Nesta toada, os fornecedores possuem a obrigação de dispensar todos os esforços carecidos “para repelir a ocorrência de falha na prestação de seus serviços, devendo responder pelos danos morais causados a seus clientes, decorrentes da prestação de serviço defeituoso, consistente na inscrição indevida do nome do consumidor”[34]. O robusto questionamento que incide é relacionado à incidência do regime jurídico contemplado na legislação consumerista nas relações de cunho bancário. A dicotomia existente em relação ao tema orbita no aparente confronto entre as disposições contidas no Código de Defesa do Consumidor e as leis que regem o Sistema Financeiro Nacional, com as resoluções e as portarias emitidas pelo Conselho Monetário Nacional e Banco Central.
Pois bem, conquanto o dinheiro, em si, não seja objeto de consumo, ao se afigurar como elemento de troca, a moeda adquire a natureza de bem de consumo.

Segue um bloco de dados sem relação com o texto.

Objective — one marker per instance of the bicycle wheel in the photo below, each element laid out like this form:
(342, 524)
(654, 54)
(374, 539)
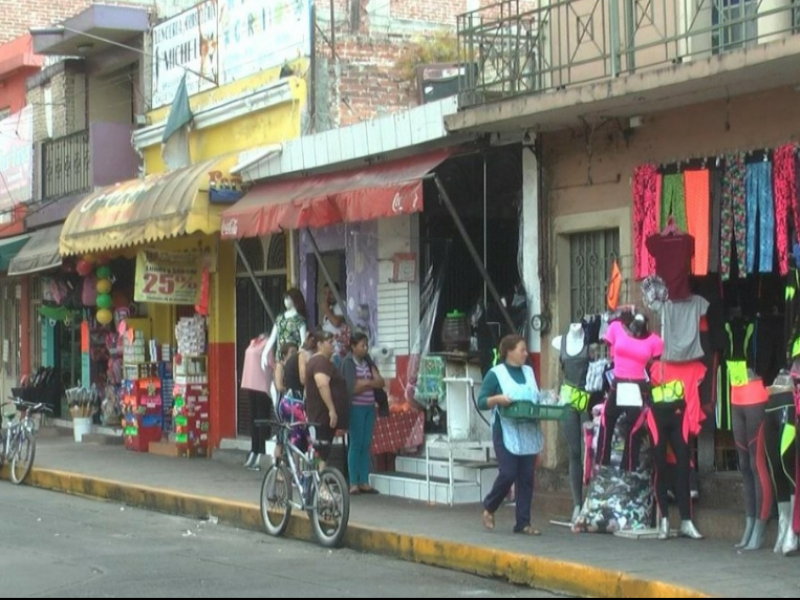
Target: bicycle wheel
(22, 456)
(331, 508)
(276, 498)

As operações de crédito são negócios de consumo por conexão, encontrando-se abrangida nessa classificação todos os meios de pagamento em que ocorre diferimento de prestação monetária, a exemplo de cartões de crédito, cheques-presentes e outros. “Como a prestação de serviço de natureza bancária encerra relação de consumo, aplicável é o Código de Defesa do Consumidor”[35]. A relação de consumo é o vínculo jurídico por meio do qual uma pessoa física ou jurídica denominada consumidora adquire ou utiliza produto ou serviço de outra pessoa denominada fornecedora. É patente que a relação entre banco e cliente é uma relação tipicamente de consumo, recebendo, por via de consequência, o respaldo ofertado pela Carta da República.
Destarte, tem-se que, para os efeitos da incidência do Código de Defesa do Consumidor, é considerado como consumidor, inquestionavelmente, toda pessoa física ou jurídica que utiliza, como destinatário final, atividade bancária, financeira e de crédito. É cediço que as instituições estão sujeitas ao cumprimento dos corolários e ditames emanados pela Legislação Consumerista. Ao lado disso, no que concerne à aplicação do Código de Defesa do consumidor aos contratos bancários, a matéria já está pacificada pelo excelso Superior Tribunal de Justiça pela Súmula nº 297 que dispõe: "O Código de Defesa do consumidor é aplicável às instituições financeiras"[36], estendendo-se, frise-se, tão somente aos serviços atinentes à atividade bancária.